Apple called its App Tracking Transparency framework one of the most impactful moves towards creating a more private ecosystem, but recent independent research shows that it is not really effective against third-party trackers and doesn’t block the transfer of personal or device data either. The core premise of the ATT framework was to offer users more transparency about their data, such as which apps collect information, what data they extract, and how it is shared. More importantly, each app was mandated to ask users explicitly about tracking via a pop-up notification.
Of course, the likes of Facebook, whose coffers are generously filled by its massive advertising business, wasn’t too happy about the change and resorted to an industry-wide lobbying campaign. However, Apple remained adamant that it wants to give users a choice whether they want an app to show them personalized ads by tracking their activity across the web and apps. Following a fierce backlash and claims of Apple not implementing the rules on its own apps, the company temporarily delayed the ATT implementation for months and eventually enabled it with the iOS 14.5 release. However, the whole system might not be as effective as Apple claims.
In a study conducted by Lockdown Privacy — whose members are said to be ex-Apple engineers — App Tracking Transparency didn’t create any difference when it comes to disabling third-party trackers associated with an app and is minimally effective at blocking connection requests. As part of the research, the team selected ten top ranked apps on the App Store and monitored third-party tracking for each one under two scenarios — ATT enabled and ATT disabled. Apps like Grubhub, DoorDash and Peacock TV were found to have roughly the same number of active third-party trackers even when users enabled ATT. Another study earlier this year in June also arrived at a similar conclusion about the inefficacy of the ATT system.

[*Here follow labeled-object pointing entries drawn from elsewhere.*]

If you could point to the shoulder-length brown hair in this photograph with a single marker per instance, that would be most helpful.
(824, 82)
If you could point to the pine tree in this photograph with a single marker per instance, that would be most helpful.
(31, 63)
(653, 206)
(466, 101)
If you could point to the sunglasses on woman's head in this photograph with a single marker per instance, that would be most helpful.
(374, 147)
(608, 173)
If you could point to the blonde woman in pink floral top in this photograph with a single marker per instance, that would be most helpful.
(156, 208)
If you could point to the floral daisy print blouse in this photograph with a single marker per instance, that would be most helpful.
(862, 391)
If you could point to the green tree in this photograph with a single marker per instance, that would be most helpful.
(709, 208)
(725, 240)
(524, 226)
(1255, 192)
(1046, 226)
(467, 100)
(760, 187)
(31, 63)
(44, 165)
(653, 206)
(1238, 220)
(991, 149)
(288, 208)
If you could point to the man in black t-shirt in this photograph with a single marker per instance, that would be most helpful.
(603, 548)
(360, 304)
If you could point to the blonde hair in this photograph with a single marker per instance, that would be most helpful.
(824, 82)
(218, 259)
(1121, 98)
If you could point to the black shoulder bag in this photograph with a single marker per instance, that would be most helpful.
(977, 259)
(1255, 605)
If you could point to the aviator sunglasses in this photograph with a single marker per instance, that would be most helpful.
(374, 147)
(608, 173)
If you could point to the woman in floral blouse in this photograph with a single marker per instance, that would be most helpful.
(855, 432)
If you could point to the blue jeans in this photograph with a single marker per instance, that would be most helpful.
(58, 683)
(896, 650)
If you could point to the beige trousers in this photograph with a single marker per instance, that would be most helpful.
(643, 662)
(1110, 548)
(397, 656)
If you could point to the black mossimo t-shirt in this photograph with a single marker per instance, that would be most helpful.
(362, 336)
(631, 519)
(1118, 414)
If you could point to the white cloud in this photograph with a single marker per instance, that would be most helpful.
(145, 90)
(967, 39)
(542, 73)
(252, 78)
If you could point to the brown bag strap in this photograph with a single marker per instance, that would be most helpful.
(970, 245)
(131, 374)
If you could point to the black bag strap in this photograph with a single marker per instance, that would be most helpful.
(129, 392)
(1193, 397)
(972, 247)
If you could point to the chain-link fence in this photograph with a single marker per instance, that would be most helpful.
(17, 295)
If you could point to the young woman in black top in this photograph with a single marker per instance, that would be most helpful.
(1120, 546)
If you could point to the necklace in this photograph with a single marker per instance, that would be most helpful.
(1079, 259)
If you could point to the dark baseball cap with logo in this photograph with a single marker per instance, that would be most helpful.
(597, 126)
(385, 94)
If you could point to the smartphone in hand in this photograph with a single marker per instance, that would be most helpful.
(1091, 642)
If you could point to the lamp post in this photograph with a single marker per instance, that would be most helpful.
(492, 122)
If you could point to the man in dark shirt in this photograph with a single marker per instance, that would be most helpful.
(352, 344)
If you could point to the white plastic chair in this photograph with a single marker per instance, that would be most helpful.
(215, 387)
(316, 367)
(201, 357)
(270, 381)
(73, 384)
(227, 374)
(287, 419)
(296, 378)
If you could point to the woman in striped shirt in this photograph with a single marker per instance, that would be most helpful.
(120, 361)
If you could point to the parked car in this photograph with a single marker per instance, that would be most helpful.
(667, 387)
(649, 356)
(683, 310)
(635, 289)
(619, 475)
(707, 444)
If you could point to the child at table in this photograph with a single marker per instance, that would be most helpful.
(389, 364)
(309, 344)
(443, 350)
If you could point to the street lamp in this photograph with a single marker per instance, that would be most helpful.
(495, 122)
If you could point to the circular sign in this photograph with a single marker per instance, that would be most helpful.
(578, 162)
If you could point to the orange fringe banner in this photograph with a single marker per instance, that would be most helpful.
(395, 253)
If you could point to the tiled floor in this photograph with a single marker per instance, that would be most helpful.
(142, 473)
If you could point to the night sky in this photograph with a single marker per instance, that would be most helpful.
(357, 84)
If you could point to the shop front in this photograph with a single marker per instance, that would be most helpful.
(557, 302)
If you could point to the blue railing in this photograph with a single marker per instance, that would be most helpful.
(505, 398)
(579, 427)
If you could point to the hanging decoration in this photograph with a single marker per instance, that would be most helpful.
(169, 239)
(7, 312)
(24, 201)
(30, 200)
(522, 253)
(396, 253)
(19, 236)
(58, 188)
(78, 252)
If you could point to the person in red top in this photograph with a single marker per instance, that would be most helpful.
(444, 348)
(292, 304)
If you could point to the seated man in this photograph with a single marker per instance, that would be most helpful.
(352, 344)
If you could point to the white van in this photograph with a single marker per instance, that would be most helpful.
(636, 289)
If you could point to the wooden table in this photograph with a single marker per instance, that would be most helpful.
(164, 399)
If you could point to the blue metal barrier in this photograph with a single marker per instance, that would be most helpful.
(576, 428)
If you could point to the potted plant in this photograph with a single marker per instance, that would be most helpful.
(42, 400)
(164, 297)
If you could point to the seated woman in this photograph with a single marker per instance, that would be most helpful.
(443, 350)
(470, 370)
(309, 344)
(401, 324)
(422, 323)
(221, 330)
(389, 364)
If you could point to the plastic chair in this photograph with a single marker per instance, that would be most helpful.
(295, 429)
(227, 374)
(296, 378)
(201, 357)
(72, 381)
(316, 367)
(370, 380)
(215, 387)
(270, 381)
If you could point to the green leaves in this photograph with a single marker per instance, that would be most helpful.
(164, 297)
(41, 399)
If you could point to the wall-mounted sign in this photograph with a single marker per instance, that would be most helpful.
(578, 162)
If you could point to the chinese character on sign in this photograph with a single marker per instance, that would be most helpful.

The Yelp app was found to have allowed at least six active trackers even with ATT enabled using the “Ask App Not To Track” prompt. Interestingly, the same six trackers were observed when ATT was disabled. Likewise, 39 tracking attempts were recorded, which is only marginally lower than the 42 attempts when ATT was disabled. Lockdown Privacy concluded that enabling or disabling ATT didn’t make any difference for the 50 trackers they observed while running the selected pool of apps. When it came to tracking attempts, enabling ATT only reduced the number by a mere 13-percent.
In terms of the kind of data that the apps were able to share with third parties, everything from time zone, carrier name, iOS version, and iPhone model to more sensitive details such as the user’s first and last name, location with exact latitude and longitude, free storage on device, battery and volume levels, as well as accessibility setting details were included. Lockdown Privacy mentions that in all test scenarios, the IP address of users was exposed as well. Contrary to what Apple claims, there was no automatic blocking of tracking requests either. Even if users denied an app’s request for tracking their activity, a majority of the test apps did not seem to honor that choice at all.
The study is a sign that Apple may need to implement a more stringent vetting process to ensure that apps do not avoid the ATT norms and violate user privacy despite an explicit denial for tracking. If it continues the same way, Apple might not be too far from another lawsuit over privacy concerns, misleading advertising, and/or more regulatory scrutiny.